Although there can be discomfort associated with orthodontic treatment, there are only a few true orthodontic emergencies. They include trauma or injury to the teeth, face or mouth. Infection or swelling of the gums, mouth or face, and severe, unmanageable discomfort or pain in these areas can also be orthodontic emergencies. In any of these situations, seek immediate care from the dental office or emergency room — whichever is your best option. For loose, broken or irritating pieces of orthodontic hardware, please call the dental office for advice.
When dental emergencies and pain occur, our attention is often focused on diseases and injuries related to the teeth. However, it’s important to remember that the soft tissues of the mouth — the gums, tongue, lips and cheek lining — may also be affected. While they are tough enough to stand up to the oral environment, these tissues can be damaged by accidental bites, falls, sports injuries, and scalding liquids.
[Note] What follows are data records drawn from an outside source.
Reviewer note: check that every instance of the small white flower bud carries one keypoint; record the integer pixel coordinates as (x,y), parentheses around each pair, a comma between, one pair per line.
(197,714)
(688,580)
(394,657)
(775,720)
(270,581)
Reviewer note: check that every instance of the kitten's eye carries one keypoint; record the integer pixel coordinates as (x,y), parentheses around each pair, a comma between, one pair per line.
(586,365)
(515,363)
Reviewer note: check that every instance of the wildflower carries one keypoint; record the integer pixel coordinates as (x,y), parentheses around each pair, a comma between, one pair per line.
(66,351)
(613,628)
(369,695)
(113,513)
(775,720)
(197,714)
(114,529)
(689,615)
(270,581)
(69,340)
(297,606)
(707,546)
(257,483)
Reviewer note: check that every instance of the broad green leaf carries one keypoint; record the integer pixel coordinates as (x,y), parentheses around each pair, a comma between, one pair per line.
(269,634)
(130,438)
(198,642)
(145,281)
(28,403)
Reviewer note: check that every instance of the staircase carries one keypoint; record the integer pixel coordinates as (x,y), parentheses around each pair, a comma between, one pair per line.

They may also suffer injury from foreign bodies that become lodged below the gum line, and they can develop painful and potentially serious abscesses.
First Aid for Soft Tissues
Soft tissue injuries in the mouth don’t usually bleed excessively — although blood mixing with saliva may make any bleeding appear worse than it actually is. To assist someone with this type of injury, you should first try to rinse the mouth with a dilute salt water solution. If a wound is visible, it can be cleaned with mild soap and water; if that isn’t possible, try to remove any foreign material by hand, and rinse again.
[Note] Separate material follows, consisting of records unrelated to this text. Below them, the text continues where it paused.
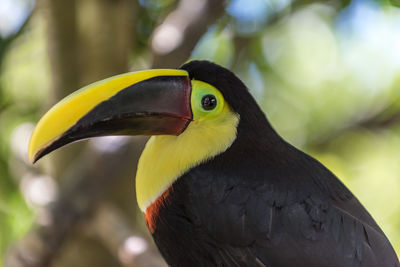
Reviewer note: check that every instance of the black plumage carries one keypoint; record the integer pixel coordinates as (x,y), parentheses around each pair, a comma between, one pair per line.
(263,202)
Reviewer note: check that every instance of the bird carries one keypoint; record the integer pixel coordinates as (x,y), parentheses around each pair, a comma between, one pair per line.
(218,186)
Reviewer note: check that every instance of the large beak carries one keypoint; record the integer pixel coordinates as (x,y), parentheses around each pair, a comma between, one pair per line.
(153,102)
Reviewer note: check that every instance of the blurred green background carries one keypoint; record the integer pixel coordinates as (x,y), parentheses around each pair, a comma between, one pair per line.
(326,73)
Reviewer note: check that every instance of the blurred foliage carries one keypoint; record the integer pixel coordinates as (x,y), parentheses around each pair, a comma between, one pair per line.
(327,75)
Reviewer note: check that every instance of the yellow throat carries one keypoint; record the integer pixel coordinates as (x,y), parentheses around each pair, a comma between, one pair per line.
(165,158)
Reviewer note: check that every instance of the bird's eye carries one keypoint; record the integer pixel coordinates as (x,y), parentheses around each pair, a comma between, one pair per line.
(209,102)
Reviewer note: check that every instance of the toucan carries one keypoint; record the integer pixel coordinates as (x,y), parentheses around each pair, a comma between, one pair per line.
(217,185)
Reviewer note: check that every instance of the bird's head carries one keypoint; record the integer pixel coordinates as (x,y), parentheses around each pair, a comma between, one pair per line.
(192,112)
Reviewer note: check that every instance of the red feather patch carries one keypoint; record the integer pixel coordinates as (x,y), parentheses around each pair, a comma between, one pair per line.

Bleeding can usually be controlled by pressing damp gauze (or, if unavailable, another clean material) directly to the site of the injury, and keeping it there for 10-15 minutes. If the bleeding doesn’t stop, immediate medical attention will be needed. Try to see a dentist within 6 hours of the injury for evaluation and treatment. This usually involves determining the extent of the damage, performing initial restorative procedures, and occasionally suturing (stitching) the wound. An antibiotic and/or tetanus shot may also be given.
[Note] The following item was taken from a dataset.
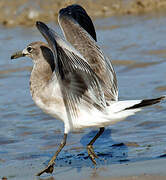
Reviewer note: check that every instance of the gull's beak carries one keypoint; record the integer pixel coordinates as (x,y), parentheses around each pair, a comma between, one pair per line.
(19,54)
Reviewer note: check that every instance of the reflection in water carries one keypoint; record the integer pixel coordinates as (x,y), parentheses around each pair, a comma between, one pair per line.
(50,178)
Occasionally, foreign objects may become lodged in the space between teeth and gums, causing irritation and the potential for infection. There are a few foods (such as popcorn husks) that seem especially prone to doing this, but other items placed in the mouth — like wood splinters from toothpicks or bits of fingernail, for example — can cause this problem as well.
If you feel something stuck under the gum, you can try using dental floss to remove it: Gently work the floss up and down below the gum line to try and dislodge the object. Light pressure from a toothpick may also help work it free — but avoid pressing too hard or pushing the object in deeper. If that doesn’t work, see a dentist as soon as possible. Special tools may be needed to find and remove the object, and you may be given medication to prevent infection.
Periodontal (Gum) Abscesses
Sometimes called a gum boil, a periodontal abscess is a pus-filled sac that may form between teeth and gums. It is caused by an infection, which may have come from food or other objects trapped beneath the gum line, or from uncontrolled periodontal disease. Because pressure builds up quickly inside them, abscesses are generally quite painful. Symptoms may include a throbbing toothache which comes on suddenly, tenderness and swelling of the gums or face, and sometimes fever. Occasionally, pus draining into the mouth through an opening in the sac relieves the pressure and pain, but may cause a strange taste.
If left untreated, abscesses can persist for months and cause serious health problems, including infections that spread to other parts of the body. That’s why it is important to see a dentist right away if you experience symptoms. He or she will find the location of the abscess and treat it appropriately. Treatment usually involves draining the pus and fluid, thoroughly cleaning the affected area, and controlling the infection.